‘Neural dust’ brain implants could revolutionize brain-machine interfaces and allow large-scale data recording

July 17, 2013

Neural dust diagram (credit: Dongjin Seo et al.)

In a potential neuroscience breakthrough, University of California Berkeley scientists have proposed a system that allows for thousands of ultra-tiny “neural dust” chips to be inserted into the brain to monitor neural signals at high resolution and communicate data highly efficiently via ultrasound.

The neural dust design promises to overcome a serious limitation of current invasive brain-machine interfaces (BMI): the lack of an implantable neural interface system that remains viable for
a lifetime. Current BMI systems are also limited to several hundred implantable recording sites, they generate tissue responses around the implanted electrodes  that degrade recording performance over time, and are limited to months to a few years.

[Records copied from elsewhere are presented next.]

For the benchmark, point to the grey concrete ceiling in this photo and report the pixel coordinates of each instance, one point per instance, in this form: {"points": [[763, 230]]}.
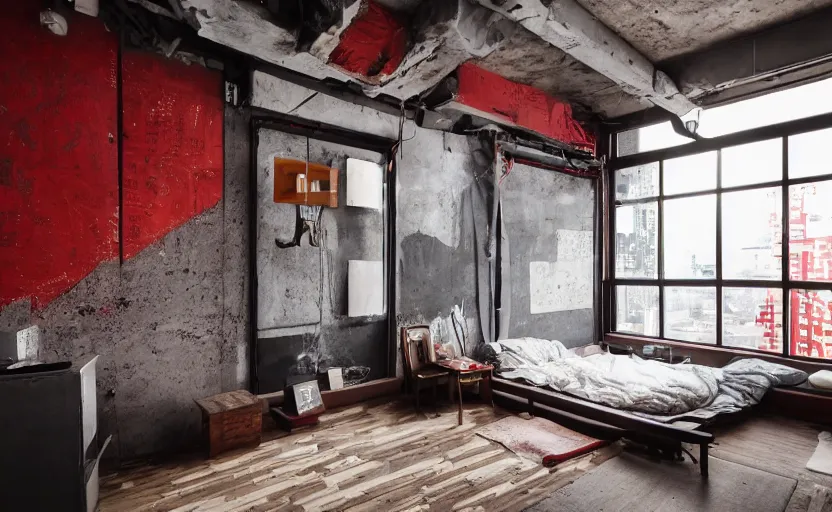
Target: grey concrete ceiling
{"points": [[527, 59], [661, 29]]}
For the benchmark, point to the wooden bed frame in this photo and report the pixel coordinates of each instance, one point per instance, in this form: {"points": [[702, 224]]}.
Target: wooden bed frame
{"points": [[577, 412]]}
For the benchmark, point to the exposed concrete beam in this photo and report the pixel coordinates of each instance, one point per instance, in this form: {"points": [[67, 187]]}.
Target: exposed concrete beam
{"points": [[775, 58], [573, 29]]}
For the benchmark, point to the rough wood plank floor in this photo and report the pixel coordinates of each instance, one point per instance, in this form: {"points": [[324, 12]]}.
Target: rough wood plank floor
{"points": [[378, 456], [778, 445]]}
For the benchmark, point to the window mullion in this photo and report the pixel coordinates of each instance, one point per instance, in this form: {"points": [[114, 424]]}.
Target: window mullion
{"points": [[719, 309], [660, 248], [785, 217]]}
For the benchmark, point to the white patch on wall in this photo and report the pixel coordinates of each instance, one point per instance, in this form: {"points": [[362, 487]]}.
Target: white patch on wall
{"points": [[574, 245], [365, 286], [365, 184], [565, 284]]}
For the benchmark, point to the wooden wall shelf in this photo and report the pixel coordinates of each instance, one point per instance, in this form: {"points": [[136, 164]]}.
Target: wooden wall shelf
{"points": [[294, 181]]}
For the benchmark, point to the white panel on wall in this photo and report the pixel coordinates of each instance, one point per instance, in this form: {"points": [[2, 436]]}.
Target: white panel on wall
{"points": [[560, 286], [574, 245], [365, 184], [89, 407], [28, 344], [565, 284], [365, 288]]}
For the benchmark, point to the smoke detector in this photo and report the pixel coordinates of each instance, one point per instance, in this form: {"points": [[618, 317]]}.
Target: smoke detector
{"points": [[54, 22]]}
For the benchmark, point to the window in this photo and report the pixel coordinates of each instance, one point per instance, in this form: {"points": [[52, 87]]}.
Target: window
{"points": [[804, 101], [727, 245]]}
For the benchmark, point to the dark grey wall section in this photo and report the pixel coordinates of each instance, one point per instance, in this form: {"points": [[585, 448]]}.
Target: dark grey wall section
{"points": [[302, 291], [170, 324], [536, 204], [437, 175]]}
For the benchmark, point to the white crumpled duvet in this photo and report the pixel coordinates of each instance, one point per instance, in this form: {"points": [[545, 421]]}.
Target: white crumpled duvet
{"points": [[662, 391]]}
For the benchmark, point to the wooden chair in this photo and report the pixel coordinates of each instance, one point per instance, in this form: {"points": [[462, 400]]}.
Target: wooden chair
{"points": [[417, 368]]}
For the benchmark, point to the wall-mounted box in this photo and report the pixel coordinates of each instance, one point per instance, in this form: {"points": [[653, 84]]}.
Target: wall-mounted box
{"points": [[299, 182]]}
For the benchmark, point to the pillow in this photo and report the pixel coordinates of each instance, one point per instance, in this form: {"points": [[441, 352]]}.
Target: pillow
{"points": [[821, 379]]}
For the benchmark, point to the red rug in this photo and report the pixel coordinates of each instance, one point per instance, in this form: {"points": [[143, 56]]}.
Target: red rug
{"points": [[538, 438]]}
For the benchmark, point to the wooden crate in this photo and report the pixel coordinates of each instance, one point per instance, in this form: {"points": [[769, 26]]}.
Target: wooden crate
{"points": [[230, 421]]}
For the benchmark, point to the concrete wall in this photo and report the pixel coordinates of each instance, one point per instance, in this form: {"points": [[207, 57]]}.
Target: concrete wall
{"points": [[544, 213], [302, 316], [437, 257], [170, 324]]}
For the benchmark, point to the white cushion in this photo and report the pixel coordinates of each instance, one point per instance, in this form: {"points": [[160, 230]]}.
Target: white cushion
{"points": [[821, 379]]}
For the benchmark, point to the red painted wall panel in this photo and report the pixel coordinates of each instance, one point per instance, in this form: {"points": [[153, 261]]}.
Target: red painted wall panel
{"points": [[58, 153], [521, 104], [173, 154], [373, 45]]}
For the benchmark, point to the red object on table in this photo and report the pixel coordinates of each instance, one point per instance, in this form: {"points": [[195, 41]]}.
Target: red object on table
{"points": [[466, 371]]}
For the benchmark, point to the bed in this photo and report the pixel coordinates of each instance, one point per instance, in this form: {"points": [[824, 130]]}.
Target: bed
{"points": [[652, 402]]}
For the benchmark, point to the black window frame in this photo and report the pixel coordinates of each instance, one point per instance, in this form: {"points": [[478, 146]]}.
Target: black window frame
{"points": [[780, 131]]}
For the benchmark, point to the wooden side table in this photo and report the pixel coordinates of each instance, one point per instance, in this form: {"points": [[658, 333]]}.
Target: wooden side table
{"points": [[465, 376]]}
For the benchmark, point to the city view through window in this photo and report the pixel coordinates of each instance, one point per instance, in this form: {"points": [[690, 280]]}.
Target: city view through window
{"points": [[675, 203]]}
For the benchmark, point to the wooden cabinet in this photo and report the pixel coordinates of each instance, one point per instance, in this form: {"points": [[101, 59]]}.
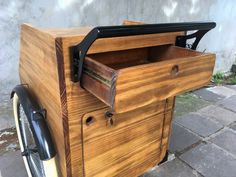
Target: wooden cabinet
{"points": [[117, 120], [130, 79]]}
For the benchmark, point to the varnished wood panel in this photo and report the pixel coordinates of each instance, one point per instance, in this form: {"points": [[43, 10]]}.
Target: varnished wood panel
{"points": [[80, 101], [38, 69], [145, 75], [132, 146], [45, 67]]}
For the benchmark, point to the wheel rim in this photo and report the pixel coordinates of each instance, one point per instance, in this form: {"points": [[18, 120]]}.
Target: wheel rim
{"points": [[29, 145]]}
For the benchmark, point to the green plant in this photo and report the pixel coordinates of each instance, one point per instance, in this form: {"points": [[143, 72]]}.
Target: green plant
{"points": [[218, 78]]}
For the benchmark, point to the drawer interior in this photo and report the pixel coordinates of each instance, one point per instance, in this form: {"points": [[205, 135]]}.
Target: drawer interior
{"points": [[133, 57], [129, 79]]}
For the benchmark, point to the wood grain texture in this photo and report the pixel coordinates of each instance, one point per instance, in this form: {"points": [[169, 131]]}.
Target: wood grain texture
{"points": [[80, 101], [145, 75], [96, 150], [132, 146], [38, 69]]}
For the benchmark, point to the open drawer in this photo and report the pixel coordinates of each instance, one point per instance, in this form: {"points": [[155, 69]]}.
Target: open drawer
{"points": [[126, 80]]}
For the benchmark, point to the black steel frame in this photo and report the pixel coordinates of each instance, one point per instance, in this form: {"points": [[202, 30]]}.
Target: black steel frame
{"points": [[38, 125], [80, 50]]}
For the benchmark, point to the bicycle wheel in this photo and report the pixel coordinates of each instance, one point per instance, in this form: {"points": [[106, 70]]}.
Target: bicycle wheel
{"points": [[35, 167]]}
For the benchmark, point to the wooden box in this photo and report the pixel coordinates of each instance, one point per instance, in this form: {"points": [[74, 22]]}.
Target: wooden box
{"points": [[135, 78]]}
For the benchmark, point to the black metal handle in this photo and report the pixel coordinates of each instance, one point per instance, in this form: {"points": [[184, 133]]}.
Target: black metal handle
{"points": [[80, 50]]}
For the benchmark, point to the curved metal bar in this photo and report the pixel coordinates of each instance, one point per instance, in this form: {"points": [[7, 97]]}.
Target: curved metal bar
{"points": [[37, 120], [80, 50]]}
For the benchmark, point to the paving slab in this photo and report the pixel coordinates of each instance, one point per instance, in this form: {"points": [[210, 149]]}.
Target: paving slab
{"points": [[207, 95], [219, 114], [210, 161], [203, 126], [11, 164], [233, 126], [231, 87], [229, 103], [226, 140], [174, 168], [187, 103], [223, 91], [181, 138]]}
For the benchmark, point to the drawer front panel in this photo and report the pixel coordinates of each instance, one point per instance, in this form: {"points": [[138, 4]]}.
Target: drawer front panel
{"points": [[128, 80]]}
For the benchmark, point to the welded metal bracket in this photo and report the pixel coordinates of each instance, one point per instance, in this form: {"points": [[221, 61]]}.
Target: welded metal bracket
{"points": [[181, 41]]}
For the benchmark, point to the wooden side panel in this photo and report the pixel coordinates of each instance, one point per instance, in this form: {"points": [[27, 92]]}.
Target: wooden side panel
{"points": [[38, 69], [132, 146], [80, 101]]}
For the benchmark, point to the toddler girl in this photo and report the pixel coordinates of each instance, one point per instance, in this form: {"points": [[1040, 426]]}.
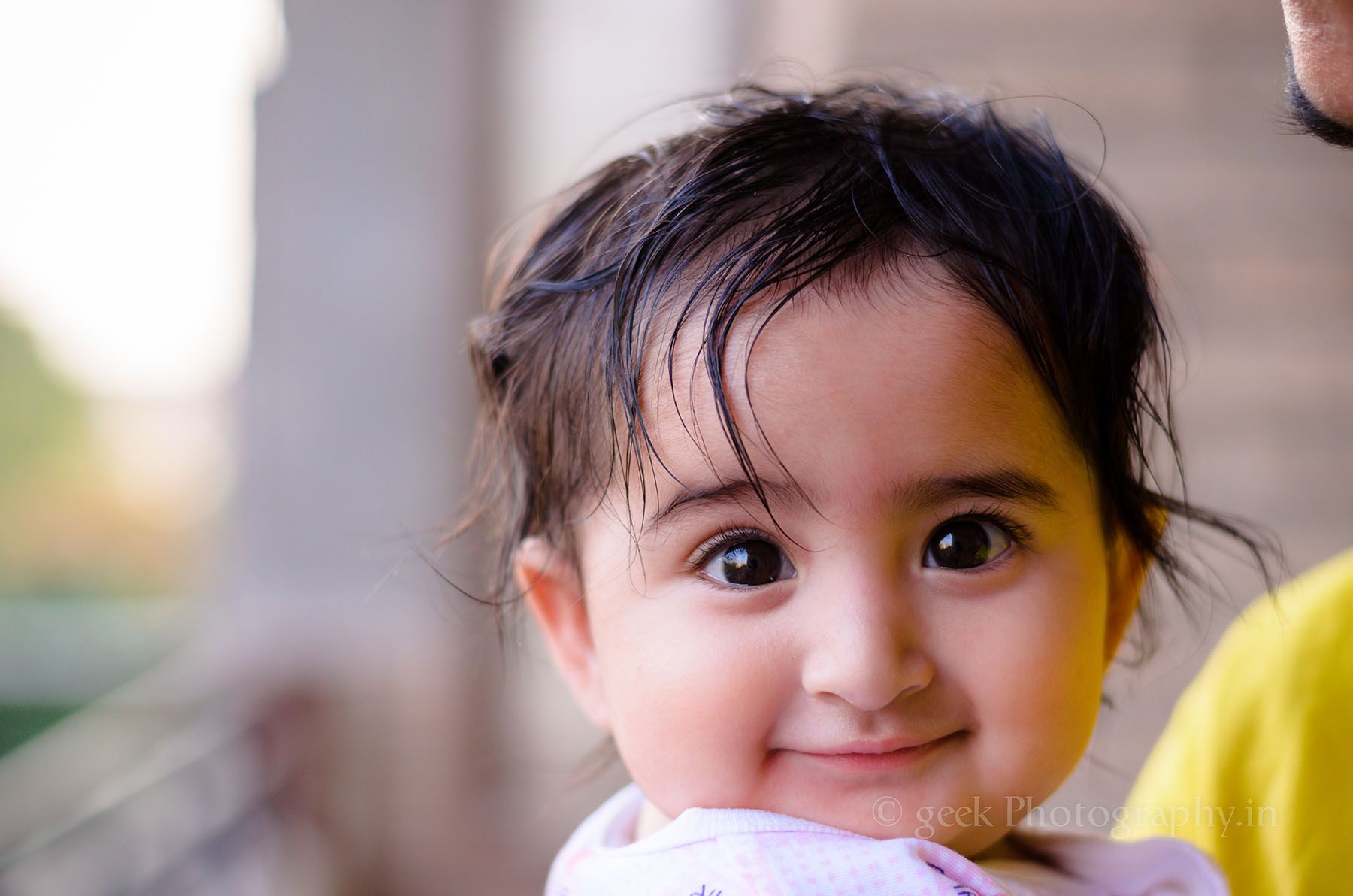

Neural dust could also provide the large-scale recording of neurons required for the Brain Research through Advancing Innovative Neurotechnologies (BRAIN) initiative, the scientists suggest.

System Concept

Neural dust system diagram showing the placement of ultrasonic transceiver under the skull, the neural dust sensing nodes dispersed throughout the brain, and external transceiver (credit: Dongjin Seo et al.)

The neural dust system has three basic elements:

  • Thousands of low-power CMOS chips — neural dust — are embedded (via fine-wire arrays that are then removed) into the cortex between neurons. They detect extracellular electrophysiological signals via an electrode and a piezoelectric sensor converts ithe signals into ultrasonic signals.
  • A subdural (the dura surrounds the brain and keeps in the cerebrospinal fluid) ultrasonic transceiver (transmitter+receiver) receives ultrasonic signals from the neural dust.It also powers the neural dust with ultrasonic energy.
  • A battery-powered external transceiver communicates via ultrasound with the subdural transceiver and transmits the data to an external computer.

Embedded ~2 mm. in the brain, the powered neural dust chips can be as small as tens of microns (millionths of a meter). Ultrasound is attractive for in-tissue communication given its short wavelength and low attenuation.

The design also uses more efficient “backscattering”: instead of transmitting energy, the chips passively modulate ultrasonic energy from the sub-dural transceiver and reflect it back.

The researchers calculate that the neural dust chips can be as much as 10 million times more efficient that chips using electromagnetics (magnetic or electric signals), which have high attenuation in brain tissue. They would be encapsulated in an inert polymer or insulator film.

The arXiv paper mentions a number of challenges that need to be addressed in developing a practical system.